The following table shows the Local Host Cache and connection leasing settings after a new XenApp or XenDesktop installation, and after an upgrade to XenApp or XenDesktop 7.12 (or later supported version).
| Operation | Number of VDAs | Connection leasing before operation | Local Host Cache after operation | Connection leasing after operation |
|---|---|---|---|---|
| Install | any | - | Disabled | Enabled |
| Upgrade | < 5K | Enabled | Disabled | Enabled |
| Upgrade | < 5K | Disabled | Enabled | Disabled |
| Upgrade | > 5K | Enabled | Disabled | Enabled |
| Upgrade | > 5K | Disabled | Disabled | Disabled |
LHC comparison: XenDesktop 7.15 vs XenApp 6.5
Although Local Host Cache implementation in XenDesktop 7.15 (to be more precise, from version 7.12) shares the name of the Local Host Cache feature in XenApp 6.x, there are significant differences which you should be aware of. My subjective pros and cons summary is the following:
Advantages:
- LHC is supported for on-premise and Citrix Cloud installations
- LHC implementation in XenDesktop 7.15 is more robust and immune to corruption
- Maintenance requirements are minimized, such as eliminating the need for periodic dsmaint commands
Disadvantages:
- Local Host Cache is supported for server-hosted applications and desktops, and static (assigned) desktops; it is not supported for pooled VDI desktops (created by MCS or PVS).
- No control on Secondary Broker election – election is done based on alphabetical list of FQDN names of registered Delivery Controllers.
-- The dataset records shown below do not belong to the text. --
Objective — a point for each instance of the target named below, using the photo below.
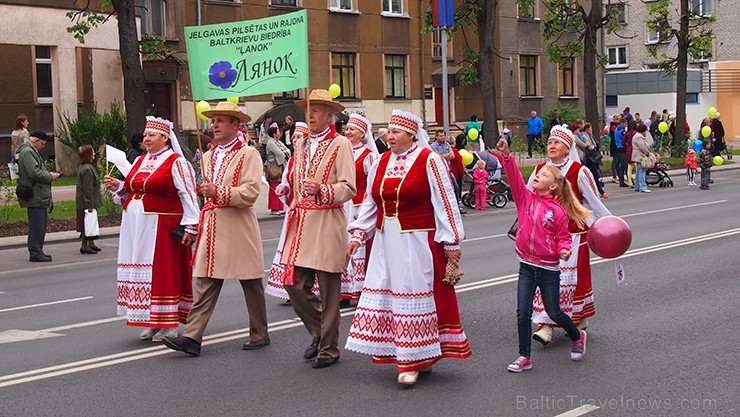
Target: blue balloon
(697, 145)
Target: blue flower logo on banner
(222, 75)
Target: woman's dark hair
(19, 121)
(136, 140)
(85, 153)
(460, 141)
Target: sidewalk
(263, 214)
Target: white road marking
(71, 300)
(130, 356)
(584, 409)
(15, 335)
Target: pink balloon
(609, 237)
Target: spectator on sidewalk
(87, 196)
(36, 179)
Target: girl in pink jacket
(480, 177)
(542, 239)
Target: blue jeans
(640, 183)
(531, 277)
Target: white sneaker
(170, 333)
(148, 333)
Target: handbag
(648, 161)
(92, 228)
(273, 171)
(512, 230)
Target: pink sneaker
(521, 363)
(578, 348)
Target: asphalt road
(663, 342)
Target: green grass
(62, 210)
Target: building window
(526, 10)
(343, 73)
(617, 57)
(395, 76)
(393, 6)
(527, 75)
(566, 79)
(44, 91)
(701, 7)
(437, 44)
(342, 5)
(620, 10)
(292, 3)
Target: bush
(95, 129)
(568, 114)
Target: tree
(133, 77)
(479, 64)
(692, 37)
(571, 28)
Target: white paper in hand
(118, 158)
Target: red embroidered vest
(407, 198)
(155, 189)
(572, 176)
(360, 178)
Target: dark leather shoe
(41, 258)
(319, 363)
(313, 350)
(183, 344)
(256, 344)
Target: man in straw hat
(321, 179)
(231, 185)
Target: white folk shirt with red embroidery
(449, 225)
(184, 180)
(219, 152)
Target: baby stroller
(659, 175)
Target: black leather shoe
(183, 344)
(324, 362)
(256, 344)
(313, 350)
(41, 258)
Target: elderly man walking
(229, 245)
(321, 179)
(34, 193)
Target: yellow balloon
(202, 106)
(706, 131)
(335, 90)
(473, 134)
(467, 158)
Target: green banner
(248, 58)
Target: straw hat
(228, 108)
(320, 96)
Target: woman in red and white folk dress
(276, 277)
(154, 275)
(576, 293)
(406, 314)
(359, 132)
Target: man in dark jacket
(33, 174)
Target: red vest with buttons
(407, 198)
(156, 190)
(572, 176)
(360, 178)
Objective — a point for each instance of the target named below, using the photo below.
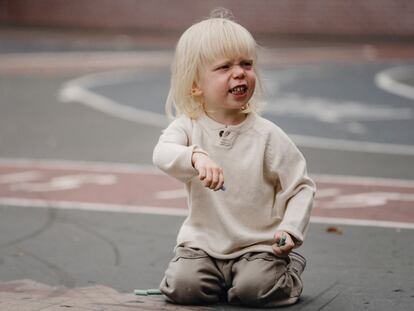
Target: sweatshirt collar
(213, 125)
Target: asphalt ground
(77, 250)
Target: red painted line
(93, 185)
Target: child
(246, 182)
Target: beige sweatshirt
(266, 184)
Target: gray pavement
(351, 268)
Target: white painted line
(150, 169)
(81, 165)
(19, 177)
(351, 145)
(97, 207)
(361, 222)
(153, 210)
(363, 181)
(390, 80)
(73, 93)
(171, 194)
(77, 91)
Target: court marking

Election process is described in details below.
- Additional compute resources in the sizing for all Delivery Controllers must be included.
Local Host Cache vs Connection leasing – highlights
- Local Host Cache was introduced to replace Connection Leasing, which will be removed in the next releases !
- Local Host Cache supports more use cases than connection leasing.
- During outage mode, Local Host Cache requires more resources (CPU and memory) than connection leasing.
- During outage mode, only a single broker will handle VDA registrations and broker sessions.
- An election process decides which broker will be active during outage, but does not take into account broker resources.
- If any single broker in a zone would not be capable of handling all logons during normal operation, it won’t work well in outage mode.
- No site management is available during outage mode.
- A highly available SQL Server is still the recommended design.
- For intermittent database connectivity scenarios, it is still better to isolate the SQL Server and leave the site in outage mode until all underlying issues are fixed.
- There is a limit of 10 000 VDAs per zone.
- There is no 14-day limit.
- Pooled desktops are not supported in outage mode, in the default configuration.
In the overall assessment we would say that Citrix has achived one of the biggest milestones in XenDesktops 7.x releases. The current implementation is far from ideal solution but changes are going in the right direction. Additional improvements to LHC are still required to provide enterprise-wide high availablity feature for database outages.
How to turn it on ?
Status of HA options can be checked with powershell command: Get-BrokerSite. See the screenshot below:
Figure 1 – LHC status
To change the status of HA options you can use Set-BrokerSite command.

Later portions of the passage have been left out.